Perkins: By making clear what the end state is and why this will be beneficial to [everyone in a practice] in the end. It’s important, also, to acknowledge that change is difficult and this is going to be a challenge, but that you are going to be with them all along the way - you’ll provide training, you’ll be available to answer questions, and you won’t leave them to figure it out on their own. You’ll have a plan that they are a part of and that you’ll be working with them to successfully implement a program, at the end of which, they’ll have a system more useful, better supportive of their job function, and hopefully easier to use and ultimately beneficial to them and in improving patient care delivery.
Q. When do you start rolling out some of these transition plans?
Perkins: The timeline depends, of course, on the scope of the project and the amount of change being brought to the practice.

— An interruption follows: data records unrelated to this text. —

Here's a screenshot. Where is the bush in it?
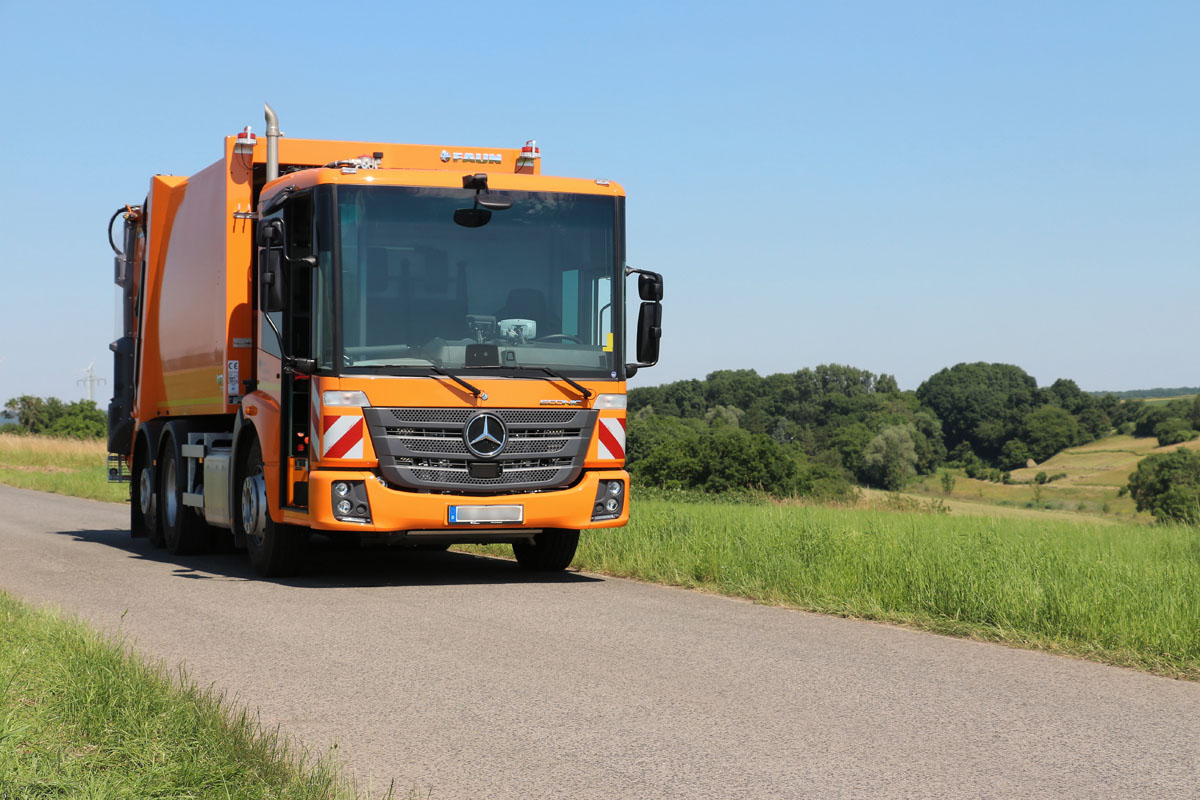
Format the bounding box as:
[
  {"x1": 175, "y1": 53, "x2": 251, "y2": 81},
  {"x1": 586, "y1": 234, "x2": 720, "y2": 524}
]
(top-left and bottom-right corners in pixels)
[
  {"x1": 1154, "y1": 416, "x2": 1196, "y2": 447},
  {"x1": 1129, "y1": 450, "x2": 1200, "y2": 524}
]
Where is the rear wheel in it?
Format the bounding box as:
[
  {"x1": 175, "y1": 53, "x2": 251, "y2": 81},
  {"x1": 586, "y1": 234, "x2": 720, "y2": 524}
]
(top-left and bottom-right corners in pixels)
[
  {"x1": 235, "y1": 439, "x2": 308, "y2": 578},
  {"x1": 130, "y1": 437, "x2": 163, "y2": 547},
  {"x1": 158, "y1": 434, "x2": 211, "y2": 555},
  {"x1": 512, "y1": 530, "x2": 580, "y2": 572}
]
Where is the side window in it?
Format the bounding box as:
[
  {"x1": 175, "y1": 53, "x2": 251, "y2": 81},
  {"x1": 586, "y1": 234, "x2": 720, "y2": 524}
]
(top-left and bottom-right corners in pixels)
[
  {"x1": 256, "y1": 217, "x2": 283, "y2": 359},
  {"x1": 562, "y1": 270, "x2": 580, "y2": 336},
  {"x1": 592, "y1": 275, "x2": 612, "y2": 350}
]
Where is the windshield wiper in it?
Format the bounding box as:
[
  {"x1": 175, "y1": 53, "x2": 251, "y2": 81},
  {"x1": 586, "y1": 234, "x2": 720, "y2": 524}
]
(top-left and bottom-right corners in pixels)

I’d say that one of the very critical aspects of planning is the training plan. People want to know how they are going to gain the necessary expertise, knowledge, and understanding of the system required to do their jobs once this system has transitioned. And they need to understand also how they are going to get that training in the context of continuing to do their current jobs. It’s very important that you tell them when they are going to get training, how much they’ll get, and how that training is going to dovetail with their ability to do their current jobs up until the day of transition.
Black: I think that establishing in advance any change in daily responsibilities is incredibly important. That way, people know what they are getting into and there are no surprises after the conversion. So along with the training, if there are changes with roles or responsibilities, they need to be communicated and even practiced up front.
Perkins: Another thing that’s critical with communication is that it must be bi-directional. It’s not just a matter of making it clear to the practice staff when they’ll get training and what the new features and benefits of the system will be, it is also important that there is bi-directional communication and that those who are charged with implementing the system and designing it have regular venues in which they can listen to practice staff’s concerns so they can be addressed in a timely manner.
Q. Is it best to have one point person for this communication or a committee to turn to for questions and concerns?
Perkins: One key principle is that everyone who is affected by this change, by this enterprise system implementation and transformation initiative, needs to be able to identify: Who speaks for me? So if they themselves are not directly communicating with the implementation team, they need to understand who is speaking on their behalf and to whom they should take their concerns. So as long as everyone affected can identify the person or persons who represent them, as long as they feel confident they have some avenues to bring concerns to the team at large, that will diminish their anxiety and help them feel that this system change isn’t being done to them, but instead is something they are participating in.